It’s a victory for Kecalf Franklin and Edward Franklin whose lawyers had argued that papers dated 2014 should override a 2010 will that was discovered around the same time in a locked cabinet at the Queen of Soul’s home in suburban Detroit.

The jury deliberated less than an hour after a brief trial that started Monday. After the verdict was read, Aretha Franklin’s grandchildren stepped forward from the first row to hug Kecalf and Edward.

“I’m very, very happy. I just wanted my mother’s wishes to be adhered to,” Kecalf Franklin said. “We just want to exhale right now. It’s been a long five years for my family, my children.”

Aretha Franklin was a global star for decades, known especially for hits like “Think,” “I Say a Little Prayer” and “Respect.” She did not leave behind a formal, typewritten will when she died five years ago at age 76.

But documents, with scribbles and hard-to-decipher passages, emerged in 2019 when a niece scoured the home for records.

In closing arguments, lawyers for Kecalf and Edward Franklin said the fact that the 2014 papers were found in a notebook in couch cushions did not make them less significant.

“You can take your will and leave it on the kitchen counter. It’s still your will,” Charles McKelvie told the jury.

Another lawyer, Craig Smith, pointed to the first line of the document, which was displayed on four large posters in front of the jury.

‘Speaking From the Grave’

“Says right here: ‘This is my will.’ She’s speaking from the grave, folks,” Smith said of Franklin.

Kecalf and Edward had teamed up against brother Ted White II, who favored the 2010 will. White’s attorney, Kurt Olson, noted the earlier will was under lock and key. He said it was much more important than papers found in a couch.

“We were here to see what the jury would rule. We’ll live with it,” Olson said after the verdict.

The jury found that the 2014 version was signed by Aretha Franklin, who put a smiley face in the letter ‘A.’

There still will be discussions over whether some provisions of the 2010 will should be fulfilled and whether Kecalf Franklin could become executor of the estate. Judge Jennifer Callaghan told all sides to file briefs and attend a status conference next week.

Franklin’s estate managers have been paying bills, settling millions in tax debts and generating income through music royalties and other intellectual property. The will dispute, however, has been unfinished business.

There are differences between the 2010 and 2014 versions, though they both appear to indicate that Franklin’s four sons would share income from music and copyrights.

But under the 2014 will, Kecalf Franklin and grandchildren would get his mother’s main home in Bloomfield Hills, which was valued at $1.1 million when she died but is worth much more today.

The older will said Kecalf, 53, and Edward Franklin, 64, “must take business classes and get a certificate or a degree” to benefit from the estate. That provision is not in the 2014 version.

White, who played guitar with Aretha Franklin, testified against the 2014 will, saying his mother typically would get important documents done “conventionally and legally” and with assistance from an attorney. He did not immediately comment after the verdict.

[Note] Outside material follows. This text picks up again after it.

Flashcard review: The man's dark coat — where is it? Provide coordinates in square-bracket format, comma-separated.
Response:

The sharpest remarks of the trial came from Smith, who represented Edward Franklin. He told the jury White “wants to disinherit his two brothers. Teddy wants it all.”

Kecalf Franklin sat near White during the trial but they did not appear to speak to each other.

“I love my brother with all my heart,” Kecalf said outside court when asked if there was a rift.

Aretha Franklin’s other son, Clarence Franklin, lives under guardianship in an assisted living center and did not participate in the trial.